No postings for a while as I've been away quite a lot. In October I spent two and a half weeks on Holy Isle:
When I returned and got around to checking my email I found this link in my inbox:
These two things - the aim for a simple and sustainable lifestyle on Holy Isle, and the phenomenon of 'irreversible climate change" might, at first glance, seem to be opposed.
Of course, if you have read my book Is the Human Species Special?: Why human-induced global warming could be in the interests of life then you will realise that these two things seem to epitomise the 2 forces which I outline:
'Irreversible climate change' = the force to environmental destruction
'Holy Isle' = the force to environmental sustainability
On Holy Isle they are seeking to be as self-sufficient as possible in terms of energy generation and food production. Compared to the average 'western lifestyle' the inhabitants have a low carbon footprint. The Holy Isle Project is undoubtedly part of the force to environmental sustainability, and it is worth bearing in mind that there are many advanced technologies on the Isle. Mobile phones, televisions, computers, electricity generators, a kitchen full of gadgets and appliances. The drive for sustainability and technology sit very well together.
On the other hand, at the global level, the force to environmental destruction has ALREADY brought us to the point where the forces have been set in motion which lead to irreversible climate change (the link to the Nov 2011 Guardian article above seemingly more confirmation of my claim in "Is the Human Species Special?").
As time progresses the need for geoengineering will become clear to all. I hope that enough preparations will have been made so that the switch to geoengineering the temperature of the Earth's atmosphere can happen speedily; if not, the suffering to the life-forms of the Earth will be higher than it could have been.
Let me clarify and conclude the tale of two forces. There are many different aspects to the phenomenon of sustainability. Sustainability at the planetary level requires the GMST to be in a certain range and as the homeostatic regulatory capacity of the Earth continues to weaken this requires human geoengineering of the temperature of the Earth's atmosphere. The yearning for survival (which I started to explore in the previous post) has propelled the force to environmental destruction to the point where this geoengineering is about to occur.

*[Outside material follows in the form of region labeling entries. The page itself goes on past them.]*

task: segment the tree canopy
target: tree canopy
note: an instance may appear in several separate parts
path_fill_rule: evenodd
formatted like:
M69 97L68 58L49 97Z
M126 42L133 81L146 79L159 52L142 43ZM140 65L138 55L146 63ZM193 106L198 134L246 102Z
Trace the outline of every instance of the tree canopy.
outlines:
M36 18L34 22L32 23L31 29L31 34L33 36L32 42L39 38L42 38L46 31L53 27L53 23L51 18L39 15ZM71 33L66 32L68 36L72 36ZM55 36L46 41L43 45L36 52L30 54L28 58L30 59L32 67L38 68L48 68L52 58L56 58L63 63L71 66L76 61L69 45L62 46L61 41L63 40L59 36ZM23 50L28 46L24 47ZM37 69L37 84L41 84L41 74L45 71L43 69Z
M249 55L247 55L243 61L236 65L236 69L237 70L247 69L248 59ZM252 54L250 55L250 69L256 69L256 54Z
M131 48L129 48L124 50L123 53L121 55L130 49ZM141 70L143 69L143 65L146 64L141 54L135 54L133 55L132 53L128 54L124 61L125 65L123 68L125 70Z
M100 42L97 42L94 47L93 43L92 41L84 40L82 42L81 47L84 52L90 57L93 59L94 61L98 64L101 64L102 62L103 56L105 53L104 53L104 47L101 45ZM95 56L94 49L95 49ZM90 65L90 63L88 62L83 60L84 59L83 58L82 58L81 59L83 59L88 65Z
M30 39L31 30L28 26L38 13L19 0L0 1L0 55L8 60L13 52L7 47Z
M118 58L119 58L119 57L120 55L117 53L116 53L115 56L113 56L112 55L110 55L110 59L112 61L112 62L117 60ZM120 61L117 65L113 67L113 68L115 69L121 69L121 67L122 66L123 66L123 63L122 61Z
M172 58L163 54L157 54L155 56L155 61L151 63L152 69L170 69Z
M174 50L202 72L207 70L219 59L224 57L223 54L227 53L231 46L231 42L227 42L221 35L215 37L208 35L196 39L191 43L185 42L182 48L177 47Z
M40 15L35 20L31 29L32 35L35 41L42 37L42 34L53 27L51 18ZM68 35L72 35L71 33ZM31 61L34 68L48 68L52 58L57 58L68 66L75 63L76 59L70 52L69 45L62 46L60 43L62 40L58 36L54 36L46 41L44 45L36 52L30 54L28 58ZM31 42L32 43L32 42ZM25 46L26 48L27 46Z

There are other elements to a sustainable, peaceful, harmonious and living Earth. As the force to environmental sustainability continues to grow, through projects such as Holy Isle, sustainability in terms of water use, and total resource use per head will slowly be attained. In short, there are two realms of sustainability - sustainability of the atmosphere & sustainability at the surface of the Earth. The first realm requires a technological geoengineering solution; the second realm has a more debatable role for technology. Some would say that sustainability at the surface of the Earth is easier to achieve without technology; however, there seems certain to be a role for technology in this realm too.
My main interest is in the first realm (sustainability of the atmosphere). This is why in What Does it Mean to be 'Green'?: Sustainability, Respect & Spirituality I claim that high human resource use in the past is 'green'. High human resource use was required to develop technology and thereby enable the sustainability of the atmosphere through geoengineering. In the second realm (considered in isolation) high human resource use is not so obviously 'green' (however, in the longer term the survival of the life which has arisen on the Earth clearly requires technology to leave the planet - so the need for technology is not simply to geoengineer the first - atmospheric - realm).